As long as you fill certain requirements, you too can be a maid in Japan.
With a tagline that reads, “Of the GAIJIN! By the GAIJIN!! For the GAIJIN!!!”, it’s easy to understand what Akihabara’s newest maid cafe is all about, once you find out that the word “gaijin” means “foreigner” in Japanese.
Called “Sugoi Kawaii“, which translates to “Super Cute“, this new maid cafe is set to open in late June in Tokyo’s Akihabara district, where it aims to stand out from a bevy of competing establishments with its unique selling point: foreign maids.
According to Minowhuski, the company behind the idea, this new cafe is designed to help spread the culture of “moe” throughout the world. A concept not easily explained in words, “moe” refers to the strong feelings of affection that fans feel for cute and endearing characters in manga, anime and video games.

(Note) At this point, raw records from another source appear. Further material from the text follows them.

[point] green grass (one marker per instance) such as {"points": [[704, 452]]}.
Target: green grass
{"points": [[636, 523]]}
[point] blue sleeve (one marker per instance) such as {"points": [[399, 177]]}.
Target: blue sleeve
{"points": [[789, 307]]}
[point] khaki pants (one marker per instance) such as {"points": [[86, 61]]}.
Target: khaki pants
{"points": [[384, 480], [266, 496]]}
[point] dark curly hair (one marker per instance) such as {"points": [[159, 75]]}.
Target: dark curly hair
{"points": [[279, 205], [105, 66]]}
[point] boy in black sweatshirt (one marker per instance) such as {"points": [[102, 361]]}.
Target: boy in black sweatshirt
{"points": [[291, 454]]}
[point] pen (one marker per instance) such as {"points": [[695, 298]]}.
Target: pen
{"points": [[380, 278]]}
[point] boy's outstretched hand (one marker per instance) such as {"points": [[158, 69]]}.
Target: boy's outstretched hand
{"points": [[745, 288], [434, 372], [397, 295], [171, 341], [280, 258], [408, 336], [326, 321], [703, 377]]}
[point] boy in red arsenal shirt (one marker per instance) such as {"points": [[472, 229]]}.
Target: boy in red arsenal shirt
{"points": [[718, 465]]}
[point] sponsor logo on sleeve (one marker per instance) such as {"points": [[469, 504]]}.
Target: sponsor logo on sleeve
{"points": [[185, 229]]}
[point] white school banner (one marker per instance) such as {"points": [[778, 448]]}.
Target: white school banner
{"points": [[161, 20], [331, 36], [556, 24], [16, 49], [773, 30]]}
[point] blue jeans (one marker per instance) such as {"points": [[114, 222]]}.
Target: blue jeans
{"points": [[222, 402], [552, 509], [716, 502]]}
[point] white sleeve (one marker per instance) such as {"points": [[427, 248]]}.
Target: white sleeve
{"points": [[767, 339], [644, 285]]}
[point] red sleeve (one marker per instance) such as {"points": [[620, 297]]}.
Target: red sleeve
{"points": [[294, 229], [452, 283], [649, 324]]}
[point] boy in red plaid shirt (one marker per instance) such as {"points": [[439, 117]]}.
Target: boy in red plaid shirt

Staff at maid cafes serve up refreshments and light meals with a side of moe by using cute phrases with customers and engaging them in fun, simple games. However, given that local staff at these cafes usually use Japanese to speak with customers, regardless of whether a customer can understand Japanese, Minowhuski believes it can be difficult for visitors to fully appreciate moe culture.
At the new Sugoi Kawaii cafe, foreign maids will be able to convey moe culture to foreign guests more effectively by using the same types of cute phrases and games commonly enjoyed at maid cafes, only this time it will be in a language they can understand. While the “official” language at the cafe will be English, the company aims to hire people who can speak different languages as well.
▼ Current staff hail from countries like France, Germany, Taiwan, China, Brazil, Indonesia, Italy and the U.S.
If getting paid to serve customers in a maid’s outfit sounds like your dream job, then you’ll be happy to know that the cafe is currently hiring! According to the job ad, the cafe operators are looking for “multinational gaijin maids” aged between 16 and 29, who are available to work a shift of four hours or more between the hours of 6-11 p.m. on two to four days of the week.
The hourly wage is 1,000 yen (US$8.95), and 950 yen during the training period, a rate which is on par with the large majority of part-time jobs in Japan.
Head on over to the cafe’s official English website for application details, which ask for photos, bust-waist-hip measurements, and height and weight details for each applicant.